The cockpit voice recorder was located at Fort Rucker, Ala., and recorded a loud bang followed by a fast descent. At the same time, the engine was failing. This was the earliest indication of a crash.
Other evidence of a bird strike included small feather parts found under the right side windscreen seal. Also, bird remains were found on rotor blades, rotor hubs, and in various inlets.
Insurance companies are defendants in the Western District of Louisiana actions
As a result of a helicopter crash, seventeen people died. Two of the victims were insured by an insurance company. The defendants are Aerospatiale Helicopter Corporation, American Home Assurance Company, Mission Viking, Inc. and PHI.
In addition to the claims of insurers, plaintiffs are bringing claims against various parties involved in the helicopter crash. The lawsuits allege various forms of negligence. Some of the allegations involve negligence in the design, manufacture, or testing of the helicopter.

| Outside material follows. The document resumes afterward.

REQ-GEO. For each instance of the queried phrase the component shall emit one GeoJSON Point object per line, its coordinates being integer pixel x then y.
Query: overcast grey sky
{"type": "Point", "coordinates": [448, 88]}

One theory of recovery is strict liability. Another theory is business interruption. Yet another is the Jones Act. These theories can result in significant damages, including the loss of business.
The plaintiff in one action argues that the aircraft was a vessel for purposes of the Jones Act. Another issue is whether the aircraft was a vessel for purposes of federal law. A case in Maine addresses the question.
There are eleven pending cases in the Western District of Louisiana. Plaintiffs include Texco, Inc. and Pool Offshore. Texco and Pool Offshore are currently represented by Johnson & McAlpine.